Hasil panen yang semakin menurun sebagai akibat dari menurunnya kesuburan tanah dan penggunaan bahan kimia/sintetis yang terus menerus menjadi masalah klasik di dunia pertanian. Hal ini tidak terlepas dari kebiasaan para petani dalam penggunaan pupuk dan pestisida berbahan kimia dalam proses budidaya. Alasan yang mendasarinya adalah dengan pupuk dan pestisida berbahan kimia, ketersediaannya mudah didapat, aplikasinya lebih praktis, hasilnya lebih cepat dilihat ditambah lagi dengan rendahnya pengetahuan petani dalam memanfaatkan bahan yang berasal dari alam dan lingkungan sekitar yang bisa dimanfaatkan sebagai pupuk dan pestisida yang tepat dalam budidaya usaha tani. Demikian dikatakan Hermanto dari BPTP DIY saat memberi pengantar pada pelatihan Sosialisasi Agensi Hayati yang ditujukan kepada gabungan kelompok tani (Gapoktan Donomakmur) bertempat di padukuhan Suruh Donoharjo Ngaglik Sleman pada Kamis 2 Juni 2022.

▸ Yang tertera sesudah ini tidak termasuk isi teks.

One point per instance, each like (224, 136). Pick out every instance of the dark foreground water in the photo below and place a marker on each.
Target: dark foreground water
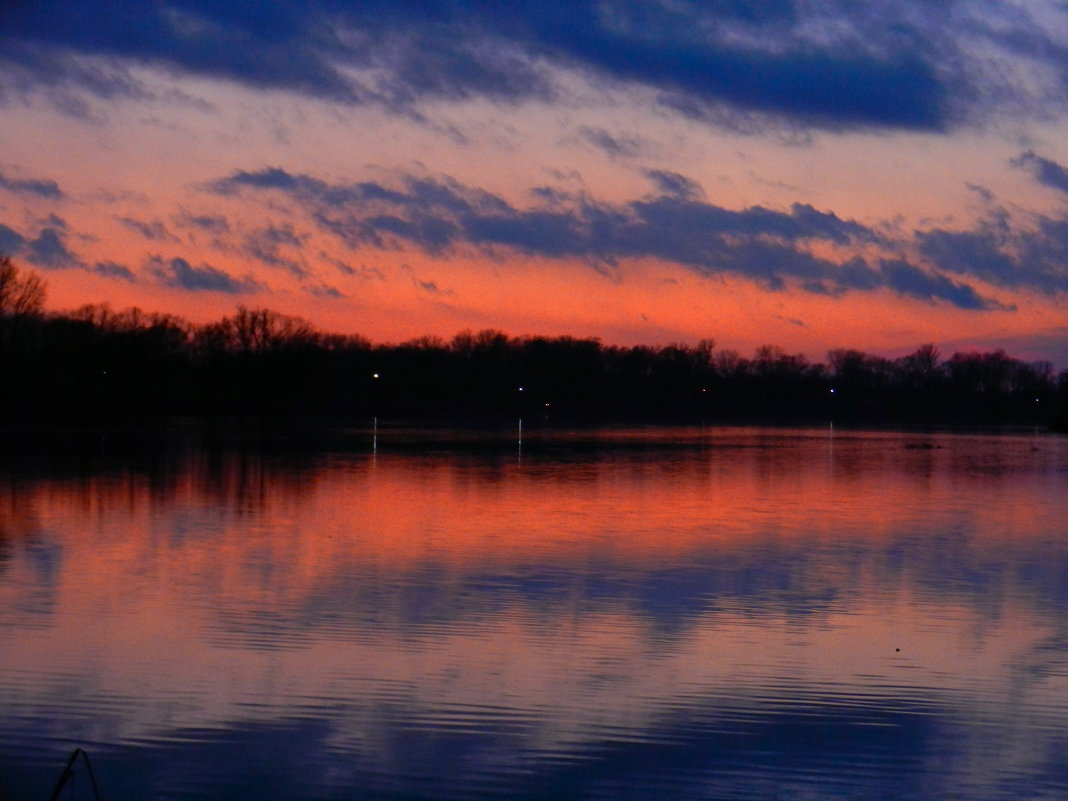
(633, 614)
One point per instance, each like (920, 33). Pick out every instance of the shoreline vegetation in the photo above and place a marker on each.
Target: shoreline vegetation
(95, 364)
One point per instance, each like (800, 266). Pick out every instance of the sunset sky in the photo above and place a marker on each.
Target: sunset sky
(806, 173)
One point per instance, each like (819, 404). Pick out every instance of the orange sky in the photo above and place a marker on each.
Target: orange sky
(595, 207)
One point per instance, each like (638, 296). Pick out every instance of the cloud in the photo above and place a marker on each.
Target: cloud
(181, 275)
(673, 184)
(154, 231)
(615, 145)
(46, 249)
(1033, 258)
(40, 187)
(266, 245)
(210, 223)
(866, 64)
(773, 248)
(1047, 172)
(111, 269)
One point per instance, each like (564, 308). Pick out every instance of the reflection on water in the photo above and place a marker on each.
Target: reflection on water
(673, 613)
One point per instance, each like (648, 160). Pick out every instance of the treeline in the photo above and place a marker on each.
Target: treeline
(95, 361)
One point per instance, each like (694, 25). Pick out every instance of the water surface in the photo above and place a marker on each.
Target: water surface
(691, 613)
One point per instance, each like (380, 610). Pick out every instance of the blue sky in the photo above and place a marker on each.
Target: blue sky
(811, 174)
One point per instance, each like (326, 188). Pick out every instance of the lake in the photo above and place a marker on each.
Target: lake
(617, 613)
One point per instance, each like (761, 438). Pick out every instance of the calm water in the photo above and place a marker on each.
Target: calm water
(630, 614)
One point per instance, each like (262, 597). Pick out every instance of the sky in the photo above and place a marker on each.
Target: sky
(812, 174)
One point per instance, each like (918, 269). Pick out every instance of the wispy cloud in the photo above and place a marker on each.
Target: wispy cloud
(868, 64)
(773, 248)
(178, 273)
(40, 187)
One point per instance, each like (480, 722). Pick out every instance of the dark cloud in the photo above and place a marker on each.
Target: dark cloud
(267, 246)
(11, 240)
(1003, 256)
(672, 183)
(615, 145)
(181, 275)
(910, 281)
(154, 231)
(40, 187)
(47, 249)
(769, 247)
(210, 223)
(325, 292)
(111, 269)
(1047, 172)
(836, 64)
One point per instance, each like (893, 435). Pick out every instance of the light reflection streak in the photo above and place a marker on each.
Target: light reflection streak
(566, 600)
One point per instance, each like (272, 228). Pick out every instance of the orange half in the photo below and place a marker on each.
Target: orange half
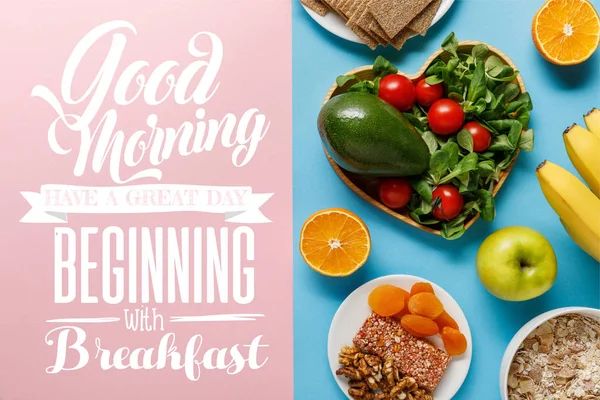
(335, 242)
(566, 32)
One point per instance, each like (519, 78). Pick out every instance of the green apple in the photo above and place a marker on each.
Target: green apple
(516, 264)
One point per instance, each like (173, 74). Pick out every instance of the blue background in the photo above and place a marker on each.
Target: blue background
(561, 95)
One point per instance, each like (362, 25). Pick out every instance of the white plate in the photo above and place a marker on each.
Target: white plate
(355, 309)
(336, 24)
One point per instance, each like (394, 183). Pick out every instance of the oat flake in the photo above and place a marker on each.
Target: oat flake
(560, 360)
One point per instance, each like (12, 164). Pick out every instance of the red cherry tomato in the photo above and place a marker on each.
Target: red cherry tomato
(445, 117)
(482, 138)
(398, 90)
(451, 202)
(427, 94)
(395, 193)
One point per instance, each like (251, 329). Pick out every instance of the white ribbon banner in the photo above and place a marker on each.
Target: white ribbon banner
(54, 202)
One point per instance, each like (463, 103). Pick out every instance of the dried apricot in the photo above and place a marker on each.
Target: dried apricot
(404, 310)
(426, 305)
(446, 320)
(454, 341)
(386, 300)
(421, 287)
(419, 326)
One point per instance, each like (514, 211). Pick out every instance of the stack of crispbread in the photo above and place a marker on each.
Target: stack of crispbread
(381, 22)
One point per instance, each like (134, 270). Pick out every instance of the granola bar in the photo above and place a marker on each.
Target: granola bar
(413, 357)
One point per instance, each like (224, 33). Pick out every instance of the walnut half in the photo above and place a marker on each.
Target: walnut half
(371, 378)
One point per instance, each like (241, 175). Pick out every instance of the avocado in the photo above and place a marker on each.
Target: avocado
(366, 135)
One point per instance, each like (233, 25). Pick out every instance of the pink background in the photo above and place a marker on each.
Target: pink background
(256, 72)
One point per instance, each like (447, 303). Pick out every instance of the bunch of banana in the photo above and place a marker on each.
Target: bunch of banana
(577, 206)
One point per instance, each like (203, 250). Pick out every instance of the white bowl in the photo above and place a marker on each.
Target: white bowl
(526, 330)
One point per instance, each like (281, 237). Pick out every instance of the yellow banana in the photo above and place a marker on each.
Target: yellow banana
(584, 239)
(583, 148)
(592, 121)
(574, 203)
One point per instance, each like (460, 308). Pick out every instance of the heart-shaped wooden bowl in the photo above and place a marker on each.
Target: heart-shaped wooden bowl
(366, 187)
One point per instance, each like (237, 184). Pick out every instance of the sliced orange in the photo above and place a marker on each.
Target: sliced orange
(566, 32)
(335, 242)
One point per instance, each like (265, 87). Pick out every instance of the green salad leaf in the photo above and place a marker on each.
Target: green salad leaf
(489, 93)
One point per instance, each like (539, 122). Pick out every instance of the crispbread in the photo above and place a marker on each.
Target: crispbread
(401, 38)
(381, 21)
(422, 22)
(395, 15)
(317, 6)
(362, 33)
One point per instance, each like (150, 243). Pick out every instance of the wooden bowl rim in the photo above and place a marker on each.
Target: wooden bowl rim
(421, 72)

Selanjutnya ia menegaskan bahwa untuk menjaga kesuburan tanah dan kelestarian lingkungan saat ini petani dituntut untuk meningkatkan produktivitasnya dengan melaksanakan pertanian ramah lingkungan dengan cara bersahabat dengan alam.
“Upaya meningkatkan produktivitas usaha tani yang ramah lingkungan adalah dengan mengurangi polusi atau tercemarnya lingkungan akibat penggunaan bahan kimia yang secara terus menerus dalam waktu lama. Dan solusinya adalah dengan memanfaatkan musuh alami dari OPT (organisme pengganggu tanaman) dan penggunaan bahan alam yang ada di sekitar kita dan sifatnya tidak merusak lingkungan, diantaranya dengan membuat Agensi Hayati ” kata Hermanto.
Pemanfaatan Agensi Hayati ini adalah dengan memanfaatkan musuh alami dari organisme pengganggu tanaman (OPT) yang menyerang komoditas pertanian yang disebut dengan Agen Pengendali Hayati (APH).
“Disebut pangendali karena organisme tersebut memang harus ada untuk menjaga keseimbangan ekosistem, hanya saja jumlahnya dibatasi. Bukan memberantas yang sifatnya menghabiskan semua organisme yang ada di lingkungan tersebut ” kata Hermanto.
Riski Pradana dari Balai Proteksi Tanaman Pertanian, Dinas Pertanian dan Ketahanan Pangan DIY sebagai pemateri menyampaikan bahwa dalam pelatihan Pemberdayaan Petani dalam Pemasyarakatan Pengendalian Hama Tanaman ini dibagi ke dalam beberapa tahapan kegiatan diantaranya eksplorasi, isolasi, perbanyakan, aplikasi dan evaluasi.
” Eksplorasi adalah mencari, menemukan dan mengumpulkan bahan yang diperoleh dari alam sekitar misalnya cendawan trikoderma untuk mencegah layu tanaman dan beauveria bassiana sebagai pengendali hama walang sangit. Kemudian dari bahan tersebut diisolasi atau ditanam pada media PDA (Potato Dextrose Agar) selanjutnya dilakukan perbanyakan menggunakan media yang telah disediakan. Tahapan berikut nya adalah pengaplikasian APH di lapangan yang kemudian dilakukan evaluasi terhadap efektifitas penggunaan APH tersebut” terang Riski.
Dari hasil perbanyakan tersebut selain bermanfaat untuk pengendalian OPT (Organisme Pengganggu Tanaman) di lingkungan pertanian setempat ,bisa dipergunakan oleh petani di lain daerah.
Selain Agensi Pengedali Hayati /APH nantinya akan dikenalkan juga pembuatan Pestisida Nabati, PGPR ( Plant Growth Promoting Rhizotobacteria), Bumbung Konservasi untuk mengembangkan parasitoid sebagai pengendali hama penggerek batang padi, dan pembuatan pupuk organik menggunakan MOL (Mikroorganisme Lokal).
” Dengan pelatihan ini diharapakan Gapoktan Donomakmur menjadi pionir dalam penggunaan APH untuk budidaya pertanian . Dan mempunyai Kesempatan memasarkan hasil pelatihan ini ke pihak lain yang masih terbuka lebar peluangnya karena pertanian organik saat ini sedang naik daun apalagi didukung oleh meningkatnya kesadaran para petani dalam upaya pelestarian lingkungan.” jelas Riski. (Upik Wahyuni/KIM Donoharjo).